Q4. Solve the following Assignment problem using the Hungarian Method.

	J1	J2	J3	J4	J5
W1	3	9	2	3	7
W2	6	3	5	8	6
W3	9	4	7	10	3
W4	2	5	3	2	4
W5	9	6	2	4	5

Q.5 Formulate the following problem as LP Model

A company produce 3 products a, b and c. the selling prices per unit are AED 142, AED 185 and AED 224 respectively.

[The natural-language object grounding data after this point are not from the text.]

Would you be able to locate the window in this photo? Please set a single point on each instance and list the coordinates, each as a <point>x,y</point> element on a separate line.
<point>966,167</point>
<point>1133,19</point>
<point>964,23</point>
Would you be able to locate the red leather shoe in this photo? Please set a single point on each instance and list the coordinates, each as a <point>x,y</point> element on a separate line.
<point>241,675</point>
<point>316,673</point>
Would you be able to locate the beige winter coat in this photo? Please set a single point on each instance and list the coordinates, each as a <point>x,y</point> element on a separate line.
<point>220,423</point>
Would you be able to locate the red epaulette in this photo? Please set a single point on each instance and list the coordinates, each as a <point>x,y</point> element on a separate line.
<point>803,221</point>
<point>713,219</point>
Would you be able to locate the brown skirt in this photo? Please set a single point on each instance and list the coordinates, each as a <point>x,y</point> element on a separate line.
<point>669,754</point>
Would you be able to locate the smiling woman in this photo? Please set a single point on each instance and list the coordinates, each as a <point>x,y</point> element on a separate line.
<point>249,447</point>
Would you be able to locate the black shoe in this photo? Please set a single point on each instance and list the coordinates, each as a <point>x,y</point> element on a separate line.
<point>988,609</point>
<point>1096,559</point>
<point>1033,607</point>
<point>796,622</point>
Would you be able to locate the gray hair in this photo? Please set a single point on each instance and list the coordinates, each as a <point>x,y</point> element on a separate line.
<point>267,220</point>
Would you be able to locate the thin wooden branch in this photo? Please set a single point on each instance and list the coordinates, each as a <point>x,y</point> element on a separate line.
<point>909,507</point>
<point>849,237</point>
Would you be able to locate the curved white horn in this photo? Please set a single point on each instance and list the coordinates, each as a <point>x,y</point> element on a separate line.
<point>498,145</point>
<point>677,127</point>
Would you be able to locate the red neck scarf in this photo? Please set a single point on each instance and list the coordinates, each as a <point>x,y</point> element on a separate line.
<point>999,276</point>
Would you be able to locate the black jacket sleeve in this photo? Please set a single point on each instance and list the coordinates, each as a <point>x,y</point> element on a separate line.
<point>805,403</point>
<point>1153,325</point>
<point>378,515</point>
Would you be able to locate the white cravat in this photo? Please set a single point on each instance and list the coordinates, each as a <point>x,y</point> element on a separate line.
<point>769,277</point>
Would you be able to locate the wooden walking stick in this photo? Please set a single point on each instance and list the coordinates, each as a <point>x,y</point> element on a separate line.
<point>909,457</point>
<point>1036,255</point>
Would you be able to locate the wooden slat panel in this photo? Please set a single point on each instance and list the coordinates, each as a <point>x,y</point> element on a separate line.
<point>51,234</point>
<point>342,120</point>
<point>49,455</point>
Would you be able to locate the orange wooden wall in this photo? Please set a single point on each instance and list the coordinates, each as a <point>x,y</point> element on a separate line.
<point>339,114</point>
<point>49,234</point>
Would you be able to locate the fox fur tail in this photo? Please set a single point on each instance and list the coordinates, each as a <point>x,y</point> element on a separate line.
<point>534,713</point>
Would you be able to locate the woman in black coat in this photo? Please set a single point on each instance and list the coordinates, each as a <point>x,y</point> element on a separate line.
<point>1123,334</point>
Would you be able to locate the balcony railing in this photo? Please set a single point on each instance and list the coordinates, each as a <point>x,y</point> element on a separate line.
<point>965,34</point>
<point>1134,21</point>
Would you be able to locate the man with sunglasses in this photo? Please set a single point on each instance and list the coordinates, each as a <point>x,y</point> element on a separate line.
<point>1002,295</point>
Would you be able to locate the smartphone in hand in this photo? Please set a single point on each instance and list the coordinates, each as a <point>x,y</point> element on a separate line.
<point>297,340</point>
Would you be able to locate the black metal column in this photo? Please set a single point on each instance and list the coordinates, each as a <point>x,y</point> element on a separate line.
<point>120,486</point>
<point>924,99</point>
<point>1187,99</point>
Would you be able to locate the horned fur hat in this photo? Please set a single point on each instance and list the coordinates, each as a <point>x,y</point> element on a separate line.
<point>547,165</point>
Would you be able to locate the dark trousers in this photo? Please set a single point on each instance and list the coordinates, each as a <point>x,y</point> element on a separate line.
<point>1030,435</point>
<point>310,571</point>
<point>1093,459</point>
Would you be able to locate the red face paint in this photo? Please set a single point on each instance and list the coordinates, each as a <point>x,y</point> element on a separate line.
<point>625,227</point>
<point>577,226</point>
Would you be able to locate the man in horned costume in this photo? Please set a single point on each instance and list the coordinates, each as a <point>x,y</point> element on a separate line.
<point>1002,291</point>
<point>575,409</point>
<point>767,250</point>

The maximum demand for the 3 products are 250, 140 and 60 unit per week respectively. For the manufacturing of these products four types of raw materials are required. The prices of raw materials, the raw material units needed for each product type and the corresponding available quantities per week are included in the following table:

 

RM	PM Cost	RM per unit of Product			Available RM
	AED/Unit	a	b	c	Units/Week
1	10	2	3	5	1000
2	12	3	2	4	1200
3	5	4	3	3	1500
4	6	1	3	5	900

The company's goal is to determine the quantities of each product which should be produced in order to achieve the highest profit. Define in detail the decision variables and form the objective function and all constraints of the problem.